When I was a kid, Mother would stop in Memphis between LR and Dyersburg.
I remember some Civil War era cannons in a park overlooking the river.
I’ve never been able to find them since I grew up. Maybe I’m remembering the WWII guns that are there in a park.
Thanks!

carnivorousplant, I believe you’re thinking of Jefferson Davis Park, downtown at Riverside and Jefferson. I was going to link to a picture for you, but Googling it turned up only a picture of a homeless guy sleeping on a bench. (There’s a reason for that.)

Thanks, Jackelope! I’ll check it out.
The homeless may be my fault. Little Rock was the “Nation’s Meanest City” to the homeless in 2004, they may have moved. Hell, our Mayor may have had the cops take them there. :slight_smile:

That’t not quite right, though it’s an easy mistake to make. The park with the cannons (and they’re not true civil war cannon, btw) is Confederate Park; it sits overlooking the river, and has a statue of Jefferson Davis in the middle of it as well as the cannons on the west side. Immediately west of Confederate Park (with the street in between) is Jefferson Davis Park, where you would expect the statue of the confederate president to be, although, mysteriously, it is not. Both parks were constructed in the early 1900s, when the city apparently felt to need to make its position on the War of Northern Aggression entirely clear. :wally

Hey, we next door fought on both sides.

And they did spend a lot of time one night pulling those Yankees from the Sulatana out of the Father of Waters. :slight_smile:

You mean the famous Battle of Memphis, fought almost entirely on the river, which Memphians watched from the site of the future confederate park? I’ll remind you that the south got pasted in that one.

No, the Sultana sank near Memphis April 26, 1865 with 1,700 Union Veterans aboard being taken to, I believe, Ohio.
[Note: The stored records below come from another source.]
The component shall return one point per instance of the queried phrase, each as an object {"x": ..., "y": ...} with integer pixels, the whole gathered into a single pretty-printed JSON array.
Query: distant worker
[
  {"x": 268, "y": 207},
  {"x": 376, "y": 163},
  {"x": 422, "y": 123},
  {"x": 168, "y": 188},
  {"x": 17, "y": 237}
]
More people were lost than on the Titanic.
Anyway, Memphians pulled them out like they were the same people. :slight_smile:

…and dang it, on trips through Memphis in the 60’s when I had to stop every thirty minutes to pee or have a Coke…hmmm, maybe they were related…but I digress.
There was a battery of these guys that protected (not terribly well apparently) your Fair City from the Federal Invader.

There’s also a park somewhere near Baptist Hospital that has a statue of Forrest, with the inscription:

These hoofbeats die not on fame’s crimson sod,
but live in his song and his story.
He fought like a titan,
He struck like a god,
His dust is our ashes of glory.

I’m gonna have to see that.

But see, I get into trouble with these things. If I don’t annoy one side by admiring his military abilities, I piss off the other when I spray paint on the bottom, “But his grammar was atrocious.” :slight_smile:

So instead, spraypaint “and his hair was perfect” in Pina Colada colors…

OK, I can definitely find that one; I’m about 1000 feet from it right now.

And by the way, I think you meant to say “the huge pile of rubble formerly known as Baptist Hospital”…

:slight_smile:

I thought he was a Virginian.
He was a tough guy, despite his grammar:

Memo to self: No not PO Nahan Bedford Forrest.